Il est certain que le texte ou la question que le président de la République peut soumettre à la consultation directe du peuple soit un projet de loi destiné à être promulgué en cas d'adoption puisque -comme nous le verrons- les députés n'ont guère la possibilité de soumettre au référendum une proposition de loi. Sous la seule exigence de la forme d'un projet de loi, le président de la République peut soumettre à la consultation directe du peuple tout texte ou toute question sans que son choix soit limité relativement à un objet quelconque. Tandis que dans la plupart des régimes politiques africains, l'option ouverte au président de la République de soumettre une question ou un texte au référendum est limité à un objet précis - comme nous l'avons précédemment vu- celle qui est donnée au Président ivoirien est en principe illimitée quant à son objet. Cet objet peut être aussi bien un projet de loi sur l'organisation des pouvoirs publics, comportant approbation d'un accord d'union ou tendant à la ratification d'un traité qu'un texte relatif aux droits de l'homme... Le fait que les auteurs de la Constitution n'aient pas défini avec précision un objet quelconque autorise une telle interprétation176.
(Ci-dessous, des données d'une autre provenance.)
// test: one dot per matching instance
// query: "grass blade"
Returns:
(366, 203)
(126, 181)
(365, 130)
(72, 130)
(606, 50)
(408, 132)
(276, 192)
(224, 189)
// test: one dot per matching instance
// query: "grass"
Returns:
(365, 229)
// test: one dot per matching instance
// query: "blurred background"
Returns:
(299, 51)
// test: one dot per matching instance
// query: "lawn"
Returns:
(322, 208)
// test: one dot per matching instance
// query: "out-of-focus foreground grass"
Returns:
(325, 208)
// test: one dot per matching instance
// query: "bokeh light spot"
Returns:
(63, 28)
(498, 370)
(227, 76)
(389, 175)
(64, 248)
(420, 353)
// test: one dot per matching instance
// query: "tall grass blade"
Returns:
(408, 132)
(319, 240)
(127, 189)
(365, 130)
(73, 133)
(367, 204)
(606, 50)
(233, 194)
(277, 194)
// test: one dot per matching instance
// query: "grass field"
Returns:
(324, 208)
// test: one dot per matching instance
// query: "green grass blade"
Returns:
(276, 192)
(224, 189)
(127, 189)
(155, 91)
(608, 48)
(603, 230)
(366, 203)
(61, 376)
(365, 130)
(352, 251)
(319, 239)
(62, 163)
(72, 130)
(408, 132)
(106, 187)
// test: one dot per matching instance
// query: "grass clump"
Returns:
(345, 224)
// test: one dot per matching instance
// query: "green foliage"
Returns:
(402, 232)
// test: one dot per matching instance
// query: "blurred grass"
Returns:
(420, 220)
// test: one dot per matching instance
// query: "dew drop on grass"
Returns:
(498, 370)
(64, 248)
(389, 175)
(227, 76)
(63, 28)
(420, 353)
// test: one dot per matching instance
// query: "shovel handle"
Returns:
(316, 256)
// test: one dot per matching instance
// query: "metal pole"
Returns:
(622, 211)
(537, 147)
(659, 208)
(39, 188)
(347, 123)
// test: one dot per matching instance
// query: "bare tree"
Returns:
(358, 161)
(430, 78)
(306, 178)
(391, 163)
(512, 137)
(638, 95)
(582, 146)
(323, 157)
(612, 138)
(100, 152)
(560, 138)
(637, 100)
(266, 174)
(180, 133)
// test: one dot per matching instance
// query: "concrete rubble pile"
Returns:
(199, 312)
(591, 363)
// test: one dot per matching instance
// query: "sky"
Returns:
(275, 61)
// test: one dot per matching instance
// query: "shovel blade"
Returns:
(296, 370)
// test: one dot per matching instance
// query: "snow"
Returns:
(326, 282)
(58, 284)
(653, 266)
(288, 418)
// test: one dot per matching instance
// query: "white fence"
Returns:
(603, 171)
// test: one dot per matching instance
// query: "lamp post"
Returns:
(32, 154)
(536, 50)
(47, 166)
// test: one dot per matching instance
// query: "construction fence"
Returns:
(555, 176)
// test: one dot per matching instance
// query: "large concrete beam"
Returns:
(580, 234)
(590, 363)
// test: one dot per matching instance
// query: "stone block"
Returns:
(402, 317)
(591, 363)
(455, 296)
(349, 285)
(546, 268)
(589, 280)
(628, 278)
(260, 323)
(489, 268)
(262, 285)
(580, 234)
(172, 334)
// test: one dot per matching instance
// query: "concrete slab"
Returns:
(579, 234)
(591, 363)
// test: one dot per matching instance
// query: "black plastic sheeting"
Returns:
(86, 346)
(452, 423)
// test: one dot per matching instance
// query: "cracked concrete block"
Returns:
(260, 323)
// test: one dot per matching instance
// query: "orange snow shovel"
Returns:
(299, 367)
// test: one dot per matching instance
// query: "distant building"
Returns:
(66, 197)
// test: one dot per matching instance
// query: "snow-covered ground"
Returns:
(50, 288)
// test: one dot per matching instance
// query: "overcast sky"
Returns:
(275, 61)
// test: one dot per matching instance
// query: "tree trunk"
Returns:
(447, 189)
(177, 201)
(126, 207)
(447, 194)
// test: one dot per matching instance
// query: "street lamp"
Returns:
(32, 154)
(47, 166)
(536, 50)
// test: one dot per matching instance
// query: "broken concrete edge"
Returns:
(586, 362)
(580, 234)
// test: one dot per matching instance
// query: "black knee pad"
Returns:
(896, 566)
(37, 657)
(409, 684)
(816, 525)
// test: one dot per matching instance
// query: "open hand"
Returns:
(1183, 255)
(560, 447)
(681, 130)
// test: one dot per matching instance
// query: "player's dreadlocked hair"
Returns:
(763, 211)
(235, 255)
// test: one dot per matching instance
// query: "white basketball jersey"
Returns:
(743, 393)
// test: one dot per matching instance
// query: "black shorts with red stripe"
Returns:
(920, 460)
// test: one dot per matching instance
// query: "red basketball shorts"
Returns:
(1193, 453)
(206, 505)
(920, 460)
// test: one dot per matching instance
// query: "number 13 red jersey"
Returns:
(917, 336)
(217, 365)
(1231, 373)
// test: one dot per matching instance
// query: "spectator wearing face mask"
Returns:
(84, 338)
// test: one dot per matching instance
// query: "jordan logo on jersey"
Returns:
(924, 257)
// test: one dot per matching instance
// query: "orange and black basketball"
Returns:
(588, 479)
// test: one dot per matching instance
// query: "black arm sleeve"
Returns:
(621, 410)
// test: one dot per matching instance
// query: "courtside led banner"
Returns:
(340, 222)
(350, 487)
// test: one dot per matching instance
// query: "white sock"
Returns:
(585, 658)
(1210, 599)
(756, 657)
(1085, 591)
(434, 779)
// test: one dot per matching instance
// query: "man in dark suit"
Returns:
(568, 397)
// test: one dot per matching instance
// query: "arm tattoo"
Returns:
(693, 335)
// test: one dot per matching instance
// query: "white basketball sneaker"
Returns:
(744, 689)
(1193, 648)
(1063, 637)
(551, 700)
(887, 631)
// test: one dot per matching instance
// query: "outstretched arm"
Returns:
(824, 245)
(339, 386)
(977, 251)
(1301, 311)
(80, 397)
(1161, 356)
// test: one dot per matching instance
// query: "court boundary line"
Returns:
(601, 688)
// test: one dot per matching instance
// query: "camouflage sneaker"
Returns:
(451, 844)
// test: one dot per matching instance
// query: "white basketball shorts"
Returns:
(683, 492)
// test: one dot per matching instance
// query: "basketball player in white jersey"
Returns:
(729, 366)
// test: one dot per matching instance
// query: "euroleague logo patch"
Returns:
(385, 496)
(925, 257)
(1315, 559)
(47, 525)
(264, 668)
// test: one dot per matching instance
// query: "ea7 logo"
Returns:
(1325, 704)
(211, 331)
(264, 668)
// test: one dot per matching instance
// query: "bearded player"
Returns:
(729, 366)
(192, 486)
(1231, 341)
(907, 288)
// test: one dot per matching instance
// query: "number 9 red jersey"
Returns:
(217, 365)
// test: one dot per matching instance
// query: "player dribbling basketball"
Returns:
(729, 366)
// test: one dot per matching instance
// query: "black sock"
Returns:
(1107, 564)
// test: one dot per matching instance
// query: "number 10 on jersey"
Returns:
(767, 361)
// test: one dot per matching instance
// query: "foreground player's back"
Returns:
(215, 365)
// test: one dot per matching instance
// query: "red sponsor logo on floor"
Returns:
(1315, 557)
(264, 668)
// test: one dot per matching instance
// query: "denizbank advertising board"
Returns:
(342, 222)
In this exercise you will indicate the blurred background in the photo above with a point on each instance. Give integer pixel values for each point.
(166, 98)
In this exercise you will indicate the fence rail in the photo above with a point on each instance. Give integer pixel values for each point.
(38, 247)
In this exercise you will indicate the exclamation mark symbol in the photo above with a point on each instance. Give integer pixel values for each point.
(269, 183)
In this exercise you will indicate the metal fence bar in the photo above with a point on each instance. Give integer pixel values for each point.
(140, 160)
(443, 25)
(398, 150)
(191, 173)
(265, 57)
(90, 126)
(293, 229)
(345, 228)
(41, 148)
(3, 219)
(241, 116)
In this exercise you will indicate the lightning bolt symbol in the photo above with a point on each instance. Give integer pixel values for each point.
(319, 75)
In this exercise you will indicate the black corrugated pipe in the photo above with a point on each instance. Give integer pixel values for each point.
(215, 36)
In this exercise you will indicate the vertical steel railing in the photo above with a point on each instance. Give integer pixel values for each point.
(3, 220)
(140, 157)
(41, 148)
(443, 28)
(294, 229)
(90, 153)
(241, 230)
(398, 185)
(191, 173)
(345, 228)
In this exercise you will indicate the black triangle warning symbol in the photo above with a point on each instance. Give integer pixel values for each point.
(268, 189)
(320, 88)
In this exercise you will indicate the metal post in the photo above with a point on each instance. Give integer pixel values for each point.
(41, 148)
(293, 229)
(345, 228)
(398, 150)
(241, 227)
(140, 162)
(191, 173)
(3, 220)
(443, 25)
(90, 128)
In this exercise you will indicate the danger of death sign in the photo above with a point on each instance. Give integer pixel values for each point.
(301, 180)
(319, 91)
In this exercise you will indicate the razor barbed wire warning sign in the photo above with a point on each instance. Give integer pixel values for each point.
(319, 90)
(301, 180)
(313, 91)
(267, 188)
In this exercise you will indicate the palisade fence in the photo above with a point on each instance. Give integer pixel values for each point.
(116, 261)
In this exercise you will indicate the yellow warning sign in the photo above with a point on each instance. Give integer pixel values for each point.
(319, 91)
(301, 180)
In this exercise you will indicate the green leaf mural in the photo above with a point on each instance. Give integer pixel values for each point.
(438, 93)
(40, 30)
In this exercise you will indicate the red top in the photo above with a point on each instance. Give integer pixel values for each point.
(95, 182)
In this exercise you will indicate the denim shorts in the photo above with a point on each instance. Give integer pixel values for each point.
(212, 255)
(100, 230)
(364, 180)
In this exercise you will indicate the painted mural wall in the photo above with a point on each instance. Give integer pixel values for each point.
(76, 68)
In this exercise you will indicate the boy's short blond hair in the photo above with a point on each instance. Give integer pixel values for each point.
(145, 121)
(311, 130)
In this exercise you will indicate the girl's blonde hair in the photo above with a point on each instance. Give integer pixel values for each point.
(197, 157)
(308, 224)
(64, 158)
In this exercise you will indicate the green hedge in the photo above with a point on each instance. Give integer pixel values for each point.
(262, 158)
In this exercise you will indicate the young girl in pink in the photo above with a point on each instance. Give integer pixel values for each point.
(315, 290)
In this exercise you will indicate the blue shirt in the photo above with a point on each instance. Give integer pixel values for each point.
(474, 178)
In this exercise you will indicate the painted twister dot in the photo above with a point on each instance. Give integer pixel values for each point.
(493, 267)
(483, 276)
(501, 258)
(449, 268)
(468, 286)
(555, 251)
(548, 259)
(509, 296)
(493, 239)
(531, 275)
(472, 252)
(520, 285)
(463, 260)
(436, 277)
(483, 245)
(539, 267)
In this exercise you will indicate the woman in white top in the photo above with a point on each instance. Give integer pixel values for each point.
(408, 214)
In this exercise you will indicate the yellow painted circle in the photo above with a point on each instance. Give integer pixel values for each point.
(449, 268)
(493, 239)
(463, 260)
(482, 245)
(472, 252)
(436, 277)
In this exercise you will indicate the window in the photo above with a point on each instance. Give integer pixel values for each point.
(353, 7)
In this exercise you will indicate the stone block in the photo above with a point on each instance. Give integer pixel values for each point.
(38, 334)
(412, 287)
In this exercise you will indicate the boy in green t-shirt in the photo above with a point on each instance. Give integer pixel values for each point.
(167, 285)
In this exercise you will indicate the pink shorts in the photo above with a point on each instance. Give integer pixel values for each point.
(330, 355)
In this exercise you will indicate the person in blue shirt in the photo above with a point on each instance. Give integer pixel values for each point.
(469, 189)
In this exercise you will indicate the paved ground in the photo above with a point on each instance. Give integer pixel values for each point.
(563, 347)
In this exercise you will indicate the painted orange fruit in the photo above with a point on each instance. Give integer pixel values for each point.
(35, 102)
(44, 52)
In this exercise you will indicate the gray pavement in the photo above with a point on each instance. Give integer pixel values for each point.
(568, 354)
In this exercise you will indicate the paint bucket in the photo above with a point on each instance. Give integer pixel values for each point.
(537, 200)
En dépit des possibilités très larges ouvertes au président de la République, le domaine du référendum n'est pas sans bornes : il semble strictement limité à l'adoption d'une loi ordinaire.

2. (...) mais limité à l'adoption d'une loi ordinaire

Aussi vaste et imprécis que l'on puisse le concevoir, le domaine du référendum institué par l'article 43 ne saurait conduire ni à l'adoption d'une loi constitutionnelle (a) ni même à celle d'une loi organique (b).

a. L'impossibilité d'adopter une loi constitutionnelle

176 Les auteurs des Constitutions de 1960 et de 2000 ont sans doute gardé à l'esprit le fait que l'article 11 de la Constitution française insérait le président de la République dans des limites trop strictes (l'un des rédacteurs de la Constitution française, Miche Debré, reconnaissait d'ailleurs ce caractère étroit de l'article 11, « La Constitution de 1958, sa raison d'être, son évolution », Revue française de science politique, n° 5, 1978, p. 836). Aussi ont-ils souhaité que le président de la République, dans le cadre du régime ivoirien, dispose de plus larges possibilités relativement à l'objet du référendum de l'article 43.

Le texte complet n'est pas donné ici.